The bytecode is the instructions to execute, and the handlers are the regions
of that bytecode covered by exception handlers. At first, these fields did not
exist in MVMFrame
. The bytecode and handlers weren't properties of a given
call, but of the code being called (known as the "static frame" in MoarVM).
So why these fields?
They were introduced with the dynamic optimizer. This produces one or more versions of the frame's bytecode specialized by callsite and type. The specialized version of the code is selected based upon what the callee passes. Since the specialized bytecode contains different (typically many less) instructions, the code offests covered by exception handlers move also, so we need to use an updated table of those when locating an exception handler.
It was certainly convenient to hang pointers to these two off the frame. But we could always
locate them just by following the spesh_cand
pointer in the frame, if it
was set, or the static_info
pointer if not. And this isn't something that we
needed to do so often that this extra dereference was going to add up. The
only common path we needed to do it was on return. But we'd be losing the
instruction to set it in the invocation, so it about balances anyway - and
that's before the considering the memory savings.
With those gone, MVMFrame
shrunk 2 pointers, or 16 bytes in a 64-bit
environment.
When a frame threw an exception, it stored the address in the program that it was thrown at into...the frame that threw it. It then referenced the frame from the exception object. And that was pretty much all the throw address field was used for. This was a very easy 8 bytes (64-bit pointer) to win: just store the address in the exception object anyway. D'oh.

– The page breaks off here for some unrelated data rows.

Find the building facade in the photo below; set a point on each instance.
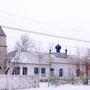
(44, 65)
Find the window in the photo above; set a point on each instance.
(16, 71)
(24, 70)
(43, 71)
(60, 72)
(78, 72)
(36, 71)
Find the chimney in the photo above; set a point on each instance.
(65, 53)
(50, 51)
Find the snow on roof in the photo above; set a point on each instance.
(31, 57)
(38, 58)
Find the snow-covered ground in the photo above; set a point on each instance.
(44, 86)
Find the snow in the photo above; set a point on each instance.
(44, 86)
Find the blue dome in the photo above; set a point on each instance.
(58, 47)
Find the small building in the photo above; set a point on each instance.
(43, 64)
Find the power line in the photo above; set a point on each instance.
(45, 34)
(35, 21)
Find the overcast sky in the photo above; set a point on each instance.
(70, 18)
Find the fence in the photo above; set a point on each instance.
(10, 82)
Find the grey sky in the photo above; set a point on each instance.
(69, 18)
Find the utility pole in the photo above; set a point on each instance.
(49, 78)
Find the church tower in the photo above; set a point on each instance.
(3, 48)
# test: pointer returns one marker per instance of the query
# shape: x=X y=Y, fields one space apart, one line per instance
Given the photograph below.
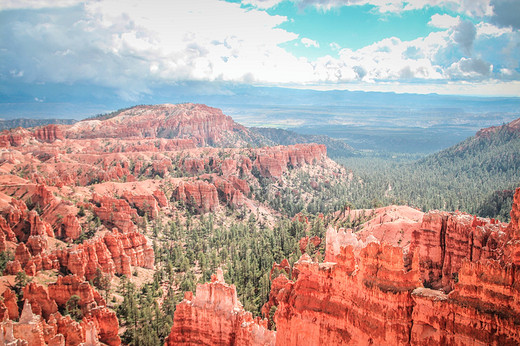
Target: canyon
x=103 y=201
x=442 y=278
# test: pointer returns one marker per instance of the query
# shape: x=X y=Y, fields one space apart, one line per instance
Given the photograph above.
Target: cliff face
x=204 y=125
x=372 y=293
x=41 y=324
x=214 y=316
x=369 y=292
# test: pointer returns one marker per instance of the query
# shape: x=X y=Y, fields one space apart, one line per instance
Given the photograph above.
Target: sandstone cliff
x=214 y=316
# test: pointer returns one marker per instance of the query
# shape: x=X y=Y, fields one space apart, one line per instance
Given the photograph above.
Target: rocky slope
x=203 y=124
x=214 y=316
x=83 y=207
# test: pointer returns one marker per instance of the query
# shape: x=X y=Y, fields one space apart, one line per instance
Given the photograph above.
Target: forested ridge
x=476 y=176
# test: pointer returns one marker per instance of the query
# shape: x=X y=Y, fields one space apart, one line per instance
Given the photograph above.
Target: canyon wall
x=214 y=316
x=454 y=282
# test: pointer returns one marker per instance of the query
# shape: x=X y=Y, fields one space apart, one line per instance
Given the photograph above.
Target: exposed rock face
x=372 y=293
x=514 y=225
x=49 y=133
x=214 y=316
x=113 y=253
x=444 y=240
x=203 y=124
x=10 y=302
x=116 y=212
x=144 y=203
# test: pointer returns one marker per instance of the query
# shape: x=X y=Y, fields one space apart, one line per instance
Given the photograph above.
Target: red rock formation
x=161 y=198
x=214 y=316
x=444 y=240
x=67 y=286
x=49 y=133
x=14 y=138
x=40 y=300
x=304 y=242
x=144 y=203
x=113 y=253
x=115 y=212
x=106 y=325
x=198 y=194
x=202 y=124
x=10 y=302
x=514 y=225
x=274 y=161
x=228 y=167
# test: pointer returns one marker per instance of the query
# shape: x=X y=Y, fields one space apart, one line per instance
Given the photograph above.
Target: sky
x=132 y=47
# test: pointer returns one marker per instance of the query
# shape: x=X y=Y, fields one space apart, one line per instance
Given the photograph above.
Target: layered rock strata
x=214 y=316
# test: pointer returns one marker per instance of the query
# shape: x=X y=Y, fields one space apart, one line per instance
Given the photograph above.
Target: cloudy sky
x=469 y=47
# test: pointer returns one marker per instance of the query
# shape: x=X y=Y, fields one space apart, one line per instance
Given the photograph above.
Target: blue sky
x=132 y=47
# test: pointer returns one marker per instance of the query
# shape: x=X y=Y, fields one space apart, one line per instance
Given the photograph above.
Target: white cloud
x=486 y=29
x=307 y=42
x=470 y=68
x=133 y=47
x=477 y=8
x=464 y=34
x=334 y=46
x=36 y=4
x=443 y=21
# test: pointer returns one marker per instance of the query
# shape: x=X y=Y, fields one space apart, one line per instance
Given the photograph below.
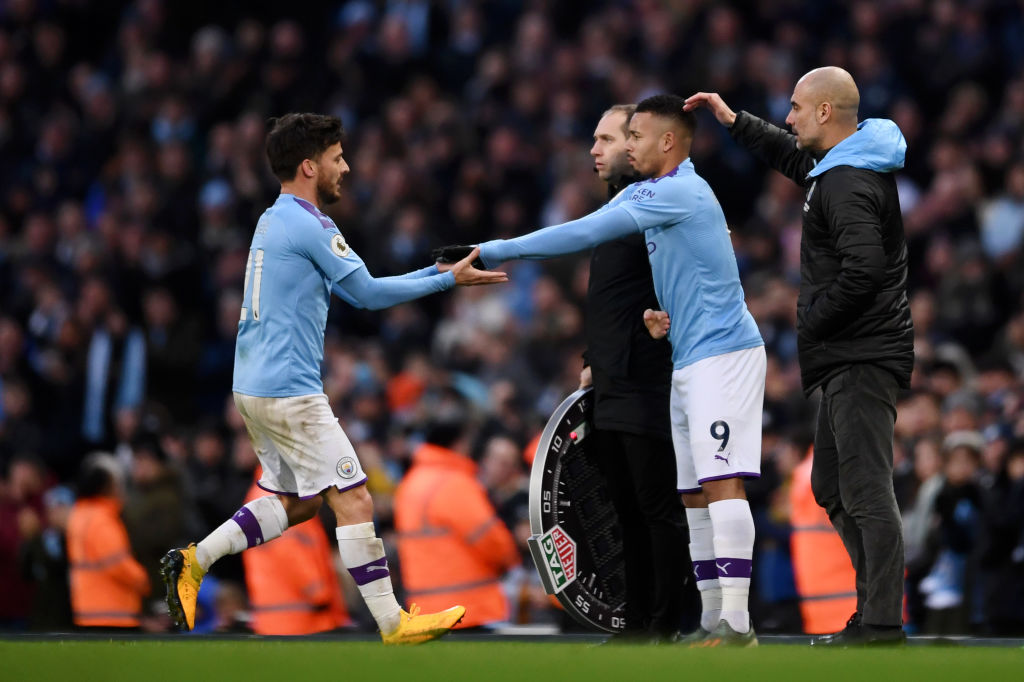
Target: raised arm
x=607 y=223
x=772 y=145
x=360 y=289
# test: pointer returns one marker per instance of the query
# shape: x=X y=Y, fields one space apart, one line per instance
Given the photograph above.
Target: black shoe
x=858 y=633
x=852 y=629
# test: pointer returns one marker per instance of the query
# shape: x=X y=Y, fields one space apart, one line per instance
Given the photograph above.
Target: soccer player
x=718 y=354
x=632 y=378
x=297 y=258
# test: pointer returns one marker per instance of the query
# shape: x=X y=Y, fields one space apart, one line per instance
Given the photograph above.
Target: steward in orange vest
x=107 y=583
x=825 y=580
x=452 y=546
x=293 y=589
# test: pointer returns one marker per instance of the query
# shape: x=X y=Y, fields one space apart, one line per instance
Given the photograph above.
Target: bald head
x=824 y=109
x=835 y=86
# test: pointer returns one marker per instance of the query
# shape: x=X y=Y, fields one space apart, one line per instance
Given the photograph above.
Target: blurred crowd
x=132 y=173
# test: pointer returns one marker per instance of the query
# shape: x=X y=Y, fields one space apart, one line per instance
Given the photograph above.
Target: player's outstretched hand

Some things are used by just a small handful of frames:
- Continuation tags (used to find the base of a continuation when taking it)
- Slots to cache dynamic lexical lookups (so
$*FOO
can be found faster) - Special return handlers (a way for the VM to set up internal callbacks when returning into a particular frame, which is a technique used to avoid nested interpreter instances, which are a huge problem when combined with continuations)
- A slot to keep an invoked call capture alive
These added up to 8 pointers and one 16-bit integer. By moving them into an
"extras" data structure hung off the frame, and allocated on demand, space
equivalent to 7 pointers could be saved off the frame. With 64-bit pointers,
that's 56 bytes of savings for most frames. The CORE.setting
compilation
ends up with only 6% of frames needing this extra storage space.
With a 16-bit integer moved off into the extras I realized that, with a
little care, we could re-order things, force an enum to only use a single
byte, and save another 8 bytes off MVMFrame
, simply by not needing some
empty wasted padding space in the struct (C compilers insert this to make
sure memory reads are aligned to correct boundaries).
That's 88 bytes of savings, which is around a cache line and a half on a
typical CPU. It also meant that nearly all of the things left in MVMFrame
were being initialized on every invocation as part of the callframe setup.
Meaning? That the memset
of MVMFrame
could go away, at the cost of just
inserting a couple of instructions to manually zero things out (some of them
on rarely taken paths).
While I was working on this, and looking at profiles, I noticed that a large number of allocations came from creating a buffer to keep track of which named arguments had been used and which had not (for the sake of error reporting and slurpy argument handling). We allocated a byte array, but only really need a bit per named argument. So, I turned the field into a union of a 64-bit bit field for when there are at most 64 named arguments (which is probably just about every real world use case), and fall back to the old byte array approach otherwise.
These changes provide some memory use reductions, but more importantly are good for CPU cache locality. They also knocked 2% off the number of CPU instructions run during CORE.setting compilation; many other programs should see a similar improvement (how much depending on how much of a hot path invocation is).